Tail risk hedging works for industry fund
Monday, 29 February 2016 12:16pm

Vision Super has reassured local councils the $7.5 billion fund has protected its defined benefit  (DB) members from share market downturns thanks to a tail risk hedging strategy.

Vision Super chief investment officer Michael Wyrsch said management of the defined benefit plan "requires a balance between taking risks to meet demanding funding objectives to be able to make the defined benefit payments, and federal regulation requiring benefits to be fully funded every step of the way - not just when they are due to be paid."

Wyrsch said the fund's customised DB investment strategy includes derivative instruments to reduce exposure to equities to assist performance in market downturns.

"Our careful investment strategy in the defined benefit plan effectively provides insurance against fluctuating markets, and the result has been a resounding success story for a mature defined benefit plan," he said.

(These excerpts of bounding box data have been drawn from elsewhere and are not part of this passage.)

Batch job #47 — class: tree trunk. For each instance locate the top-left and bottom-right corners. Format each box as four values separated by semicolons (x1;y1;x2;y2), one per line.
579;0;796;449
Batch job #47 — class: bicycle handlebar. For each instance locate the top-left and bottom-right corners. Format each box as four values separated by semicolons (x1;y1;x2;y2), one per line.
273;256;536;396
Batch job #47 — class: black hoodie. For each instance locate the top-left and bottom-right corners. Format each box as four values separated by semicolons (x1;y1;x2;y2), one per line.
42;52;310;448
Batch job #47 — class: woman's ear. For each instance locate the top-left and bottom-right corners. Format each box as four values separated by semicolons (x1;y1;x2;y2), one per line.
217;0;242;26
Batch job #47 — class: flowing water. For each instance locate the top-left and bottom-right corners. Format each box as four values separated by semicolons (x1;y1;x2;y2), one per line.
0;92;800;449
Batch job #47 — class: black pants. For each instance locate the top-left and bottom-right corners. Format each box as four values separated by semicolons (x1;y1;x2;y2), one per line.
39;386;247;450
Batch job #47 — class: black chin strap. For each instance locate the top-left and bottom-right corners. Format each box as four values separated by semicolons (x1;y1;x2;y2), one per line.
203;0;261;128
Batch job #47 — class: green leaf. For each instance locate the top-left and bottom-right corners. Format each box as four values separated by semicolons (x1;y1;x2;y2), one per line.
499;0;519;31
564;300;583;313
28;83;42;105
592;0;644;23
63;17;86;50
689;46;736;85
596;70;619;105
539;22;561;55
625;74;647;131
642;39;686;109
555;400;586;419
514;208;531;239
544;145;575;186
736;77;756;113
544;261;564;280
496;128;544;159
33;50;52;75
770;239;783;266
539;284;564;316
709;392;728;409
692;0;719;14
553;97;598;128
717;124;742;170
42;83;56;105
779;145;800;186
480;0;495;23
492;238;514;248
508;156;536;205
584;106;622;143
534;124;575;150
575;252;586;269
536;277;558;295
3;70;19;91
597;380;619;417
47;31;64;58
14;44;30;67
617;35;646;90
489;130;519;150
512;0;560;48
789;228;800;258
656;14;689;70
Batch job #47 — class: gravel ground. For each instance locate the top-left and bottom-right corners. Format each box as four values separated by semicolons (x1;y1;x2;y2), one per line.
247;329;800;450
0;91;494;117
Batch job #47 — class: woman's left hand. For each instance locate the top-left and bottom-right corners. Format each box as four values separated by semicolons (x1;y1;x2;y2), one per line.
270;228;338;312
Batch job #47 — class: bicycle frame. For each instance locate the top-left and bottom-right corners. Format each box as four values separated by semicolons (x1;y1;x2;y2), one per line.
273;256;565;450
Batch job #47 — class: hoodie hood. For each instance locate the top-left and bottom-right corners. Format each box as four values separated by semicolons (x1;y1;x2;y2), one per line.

Vision Super added it employs a broad diversified strategy across many asset classes to reduce risk. The customised initiatives - including tail risk hedging - help meet return targets for the DB plan and minimise the need for councils to provide additional contributions to meet the liabilities they have to their employees.

The fund reported to councils that the benefits of its tail risk hedging strategy and other strategies were seen during the September 2015 quarter and January 2016 - periods of significant market fluctuations.

Vision Super said it monitors its Vested Benefit Index (VBI) position regularly and increases this monitoring during periods of significant market volatility as required by law.

It said stringent rules introduced by the Australian Prudential Regulation Authority (APRA) in 2013 made DB funds more sensitive to the performance of investment markets. The rules assume that every DB member will leave the fund on the same day every day.